L'information fait l'effet d'une bombe au sein des Services psychiatriques du Jura bernois: un médecin assistant âgé de 44 ans, originaire d'ex-Yougoslavie, engagé le 1er novembre 2000 à la clinique de Bellelay, aurait produit de faux certificats universitaires. «C'est pourtant une personne très intelligente et très compétente, qui n'a pas suscité le moindre soupçon depuis plus de trois ans dans l'exercice de la pratique médicale», explique le directeur d'exploitation de la clinique, Jean-Joseph Desbœufs.
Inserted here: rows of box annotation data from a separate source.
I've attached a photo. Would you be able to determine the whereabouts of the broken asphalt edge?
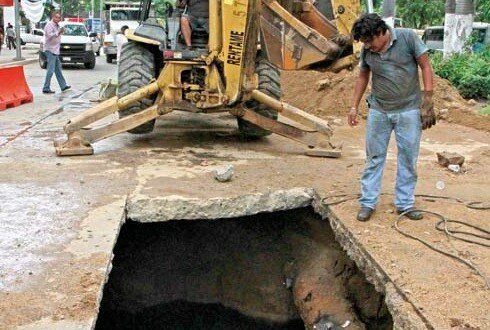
[121,187,428,330]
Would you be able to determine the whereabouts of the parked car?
[422,22,490,52]
[39,22,96,69]
[20,29,44,45]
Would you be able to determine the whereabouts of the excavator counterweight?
[56,0,360,157]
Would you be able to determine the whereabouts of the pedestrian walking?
[5,23,17,50]
[347,14,436,221]
[43,12,71,94]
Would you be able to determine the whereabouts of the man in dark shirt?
[177,0,209,48]
[348,14,435,221]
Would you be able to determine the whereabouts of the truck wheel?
[117,41,155,134]
[39,52,48,69]
[237,55,281,139]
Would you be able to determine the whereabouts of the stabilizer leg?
[239,90,342,158]
[55,82,160,156]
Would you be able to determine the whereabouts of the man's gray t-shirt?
[360,28,427,111]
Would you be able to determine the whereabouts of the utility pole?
[366,0,374,13]
[14,0,23,61]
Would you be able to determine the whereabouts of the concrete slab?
[0,73,490,329]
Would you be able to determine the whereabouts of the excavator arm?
[55,0,360,157]
[260,0,360,72]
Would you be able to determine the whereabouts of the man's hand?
[347,107,359,126]
[420,91,436,129]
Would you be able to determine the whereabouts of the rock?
[316,78,332,91]
[437,151,464,167]
[437,108,449,120]
[447,164,461,173]
[214,165,234,182]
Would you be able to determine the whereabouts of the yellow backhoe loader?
[56,0,360,157]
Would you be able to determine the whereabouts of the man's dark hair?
[352,14,388,41]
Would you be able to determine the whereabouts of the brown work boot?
[396,207,424,220]
[357,206,374,222]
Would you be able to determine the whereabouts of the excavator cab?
[56,0,360,157]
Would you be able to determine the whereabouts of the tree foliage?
[475,0,490,22]
[396,0,446,29]
[430,46,490,100]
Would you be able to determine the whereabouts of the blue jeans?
[43,50,66,91]
[359,109,422,210]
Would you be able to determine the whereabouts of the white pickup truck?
[20,29,44,45]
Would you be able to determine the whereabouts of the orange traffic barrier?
[0,66,33,111]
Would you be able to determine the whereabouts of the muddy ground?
[281,69,490,329]
[0,62,490,329]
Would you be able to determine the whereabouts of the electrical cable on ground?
[322,193,490,290]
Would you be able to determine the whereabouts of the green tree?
[396,0,446,29]
[475,0,490,22]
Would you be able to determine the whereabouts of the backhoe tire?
[237,55,281,140]
[117,41,155,134]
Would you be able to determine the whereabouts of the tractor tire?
[117,41,155,134]
[237,55,281,140]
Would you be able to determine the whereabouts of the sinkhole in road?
[95,208,393,330]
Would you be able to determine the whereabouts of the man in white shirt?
[116,25,129,63]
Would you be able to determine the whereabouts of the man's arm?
[417,52,434,92]
[44,24,60,39]
[347,68,371,126]
[417,52,436,129]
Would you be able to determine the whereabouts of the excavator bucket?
[260,0,358,70]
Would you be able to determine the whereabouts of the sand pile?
[281,68,490,132]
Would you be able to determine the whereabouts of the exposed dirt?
[282,69,490,329]
[281,69,490,132]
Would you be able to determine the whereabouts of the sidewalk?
[0,44,39,68]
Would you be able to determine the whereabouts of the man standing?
[5,23,17,49]
[43,12,71,94]
[347,14,436,221]
[177,0,209,49]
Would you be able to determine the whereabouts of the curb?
[0,58,37,68]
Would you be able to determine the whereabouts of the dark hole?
[95,208,392,330]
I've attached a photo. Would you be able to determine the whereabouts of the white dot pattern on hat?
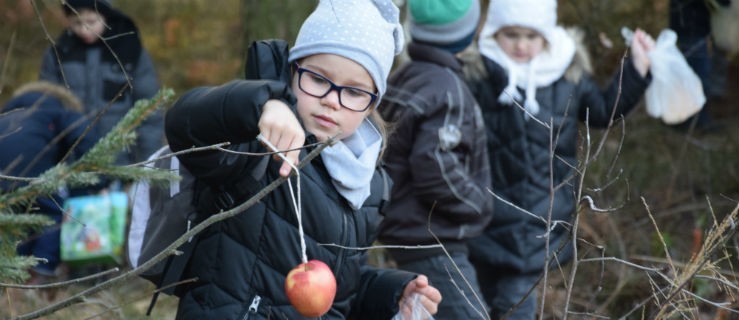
[289,0,403,96]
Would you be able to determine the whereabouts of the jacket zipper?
[241,295,262,320]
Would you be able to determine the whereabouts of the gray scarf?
[321,119,382,210]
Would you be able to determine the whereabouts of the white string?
[257,133,308,263]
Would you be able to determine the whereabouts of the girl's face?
[493,27,546,63]
[68,9,105,44]
[292,54,377,141]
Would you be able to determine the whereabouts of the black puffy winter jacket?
[165,41,414,319]
[470,51,651,273]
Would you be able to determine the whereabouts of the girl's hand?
[259,100,305,177]
[631,29,654,77]
[400,275,441,319]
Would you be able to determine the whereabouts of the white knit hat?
[288,0,404,97]
[480,0,557,42]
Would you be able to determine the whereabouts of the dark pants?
[398,252,487,320]
[477,268,540,320]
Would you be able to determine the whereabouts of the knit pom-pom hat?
[480,0,557,42]
[288,0,403,101]
[408,0,480,53]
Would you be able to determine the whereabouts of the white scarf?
[479,26,575,119]
[321,119,382,210]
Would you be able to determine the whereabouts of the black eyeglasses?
[295,63,377,112]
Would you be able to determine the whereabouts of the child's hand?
[259,100,305,177]
[631,29,654,77]
[400,275,441,319]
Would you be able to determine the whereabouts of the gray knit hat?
[408,0,480,53]
[288,0,403,97]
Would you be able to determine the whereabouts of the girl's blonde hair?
[13,81,83,112]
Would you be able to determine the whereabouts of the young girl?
[469,0,654,319]
[165,0,441,319]
[0,81,99,293]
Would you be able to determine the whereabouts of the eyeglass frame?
[293,62,378,112]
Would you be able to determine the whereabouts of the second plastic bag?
[622,28,706,124]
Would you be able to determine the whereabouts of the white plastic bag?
[621,28,706,124]
[391,293,434,320]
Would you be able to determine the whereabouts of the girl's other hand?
[631,29,654,77]
[259,100,305,177]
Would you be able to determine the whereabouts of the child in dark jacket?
[165,0,441,319]
[39,0,164,164]
[379,0,493,319]
[0,81,98,283]
[469,0,654,319]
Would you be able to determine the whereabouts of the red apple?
[285,260,336,318]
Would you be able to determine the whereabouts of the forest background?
[0,0,739,319]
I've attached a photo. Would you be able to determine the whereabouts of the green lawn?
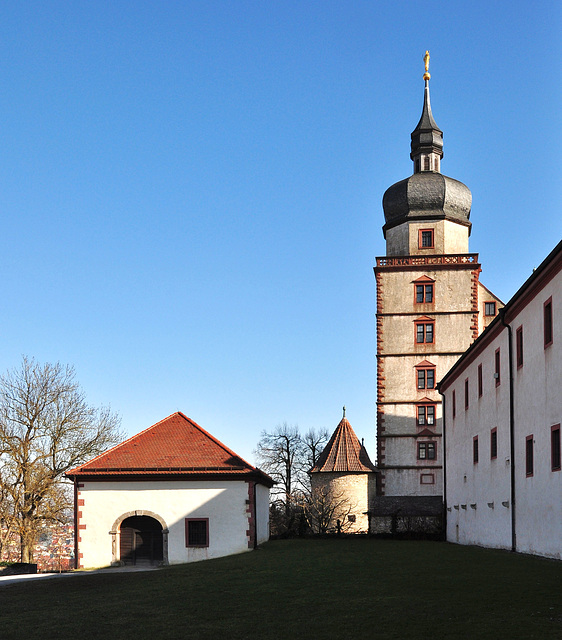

S'était annoncé malade lundi matin, l'homme est en fuite depuis lors et recherché par les autorités d'enquête bernoises. L'affaire a été déclenchée par une dénonciation anonyme à la police, «mais apparemment pas de la part de patients ni de collègues qui l'appréciaient», précise Jean-Joseph Desbœufs. «Des soupçons faisant état d'un exercice illégal de la médecine se sont dernièrement focalisés sur un employé du Service psychiatrique du Jura bernois», confirme le juge d'instruction. La Direction de la Santé publique bernoise a enquêté auprès de l'université dans laquelle le praticien dit avoir étudié, découvrant que, «selon toute vraisemblance, il n'y a pas suivi d'études» et que «les diplômes produits lors de son engagement ne semblent pas avoir été établis par la Faculté de médecine de cette institution».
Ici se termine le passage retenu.